Although vSphere Replication supports up to 24 recovery points, you must set the MPIT to the lowest number of recovery points that meets your business requirements. For example, if the business requirement is for 10 recovery points, you must set up vSphere Replication to save only 10 snapshots. You can set up two recovery points per day for the last five days. As a result, the consumed storage and the time needed to consolidate the snapshots after recovery are less than if you use the maximum number of recovery points.
For VMs with high levels of storage I/O, quiescing of the file system and applications can take several minutes and impact the performance of the VM . When quiescing a file system and applications for Windows VMs, vSphere Replication requires a regular VM snapshot before replication. When you estimate the RPO time, consider the time and resource consumption for the quiescing and for the consolidation of the snapshots. For example, if you configure replication of a Windows VM with an RPO of 15 minutes and quiescing is enabled, vSphere Replication generates a VM snapshot and consolidates it every 15 minutes.
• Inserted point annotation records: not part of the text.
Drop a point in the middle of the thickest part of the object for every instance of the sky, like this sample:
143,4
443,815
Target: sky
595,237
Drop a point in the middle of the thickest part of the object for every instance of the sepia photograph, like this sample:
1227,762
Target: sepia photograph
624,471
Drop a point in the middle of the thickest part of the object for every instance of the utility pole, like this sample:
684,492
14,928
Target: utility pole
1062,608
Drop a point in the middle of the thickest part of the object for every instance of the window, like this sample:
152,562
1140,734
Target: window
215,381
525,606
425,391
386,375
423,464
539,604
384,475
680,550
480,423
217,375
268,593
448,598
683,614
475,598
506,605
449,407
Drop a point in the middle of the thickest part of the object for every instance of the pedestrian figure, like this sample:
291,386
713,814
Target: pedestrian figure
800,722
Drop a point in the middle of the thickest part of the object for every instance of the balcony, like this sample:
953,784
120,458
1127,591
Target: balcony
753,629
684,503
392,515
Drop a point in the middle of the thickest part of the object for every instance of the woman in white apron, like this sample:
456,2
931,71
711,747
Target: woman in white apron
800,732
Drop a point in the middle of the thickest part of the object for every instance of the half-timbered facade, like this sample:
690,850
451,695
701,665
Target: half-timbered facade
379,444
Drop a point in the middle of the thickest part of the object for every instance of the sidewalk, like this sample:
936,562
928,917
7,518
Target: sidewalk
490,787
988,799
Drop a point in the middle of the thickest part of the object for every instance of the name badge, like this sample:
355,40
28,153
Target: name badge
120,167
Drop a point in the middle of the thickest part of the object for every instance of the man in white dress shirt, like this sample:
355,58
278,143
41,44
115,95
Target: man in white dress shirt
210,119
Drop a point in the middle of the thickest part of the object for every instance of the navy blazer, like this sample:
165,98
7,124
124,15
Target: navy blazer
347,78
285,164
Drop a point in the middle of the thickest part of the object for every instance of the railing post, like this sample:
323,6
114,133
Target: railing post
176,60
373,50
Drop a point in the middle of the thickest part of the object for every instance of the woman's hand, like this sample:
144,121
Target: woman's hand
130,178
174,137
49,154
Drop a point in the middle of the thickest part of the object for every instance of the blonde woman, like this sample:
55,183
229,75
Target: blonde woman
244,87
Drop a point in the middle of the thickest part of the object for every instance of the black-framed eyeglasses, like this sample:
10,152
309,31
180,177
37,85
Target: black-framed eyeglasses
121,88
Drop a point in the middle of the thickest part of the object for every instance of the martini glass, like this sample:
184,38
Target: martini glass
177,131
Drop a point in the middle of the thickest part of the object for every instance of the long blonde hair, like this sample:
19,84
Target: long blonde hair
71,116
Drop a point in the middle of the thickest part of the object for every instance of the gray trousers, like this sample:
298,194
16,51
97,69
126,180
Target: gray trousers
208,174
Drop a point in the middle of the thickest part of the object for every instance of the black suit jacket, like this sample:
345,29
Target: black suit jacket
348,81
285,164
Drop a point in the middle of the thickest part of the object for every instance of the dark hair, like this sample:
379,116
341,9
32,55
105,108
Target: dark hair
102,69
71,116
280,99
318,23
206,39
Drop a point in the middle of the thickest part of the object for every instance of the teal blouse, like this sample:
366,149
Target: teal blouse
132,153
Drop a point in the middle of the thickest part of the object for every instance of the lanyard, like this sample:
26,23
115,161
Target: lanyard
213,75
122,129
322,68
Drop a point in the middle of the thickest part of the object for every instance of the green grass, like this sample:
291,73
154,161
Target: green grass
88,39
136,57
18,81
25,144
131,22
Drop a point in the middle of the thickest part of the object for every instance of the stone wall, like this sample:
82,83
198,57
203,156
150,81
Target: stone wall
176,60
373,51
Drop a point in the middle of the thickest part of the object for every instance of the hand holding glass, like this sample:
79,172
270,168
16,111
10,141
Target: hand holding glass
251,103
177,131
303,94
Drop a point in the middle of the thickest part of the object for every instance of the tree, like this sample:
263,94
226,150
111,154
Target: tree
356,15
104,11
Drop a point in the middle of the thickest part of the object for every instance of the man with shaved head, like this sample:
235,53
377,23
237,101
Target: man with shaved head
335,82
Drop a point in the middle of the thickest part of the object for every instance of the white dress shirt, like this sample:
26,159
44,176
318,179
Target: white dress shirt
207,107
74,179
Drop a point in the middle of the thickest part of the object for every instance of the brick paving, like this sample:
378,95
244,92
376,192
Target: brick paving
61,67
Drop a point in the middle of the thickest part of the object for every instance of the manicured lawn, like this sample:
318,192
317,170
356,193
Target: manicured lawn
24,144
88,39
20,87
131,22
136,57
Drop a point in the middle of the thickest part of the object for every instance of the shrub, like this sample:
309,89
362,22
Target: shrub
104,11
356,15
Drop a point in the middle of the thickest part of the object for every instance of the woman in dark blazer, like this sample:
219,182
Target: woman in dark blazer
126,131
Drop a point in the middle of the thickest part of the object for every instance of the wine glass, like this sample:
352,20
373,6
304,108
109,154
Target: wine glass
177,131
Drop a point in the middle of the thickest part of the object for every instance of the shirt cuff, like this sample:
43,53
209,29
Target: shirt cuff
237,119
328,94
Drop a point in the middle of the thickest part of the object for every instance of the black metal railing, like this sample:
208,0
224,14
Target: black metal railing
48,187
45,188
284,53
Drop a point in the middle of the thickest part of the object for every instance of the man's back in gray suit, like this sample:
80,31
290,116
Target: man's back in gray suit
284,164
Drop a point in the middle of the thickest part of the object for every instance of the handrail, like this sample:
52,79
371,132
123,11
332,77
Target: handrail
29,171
Configuring Replication Seeds
You can copy virtual disk files of source VMs to the target location and use these files as replication seeds. By using replication seeds, vSphere Replication reduces the amount of time and network bandwidth required for the initial full sync process. The UUID of the source and target VMDK files must match for the replication to be successful and to prevent unintentional overwrites of disk files that belong to other VMs at the target location.
Monitoring a Datastore on the Target Site
vSphere Replication requires enough disk space at the target site to replicate a VM. If the available space is not enough to save the replication files, the replication might fail. You can create an alarm that alerts you about insufficient storage capacity at the target site.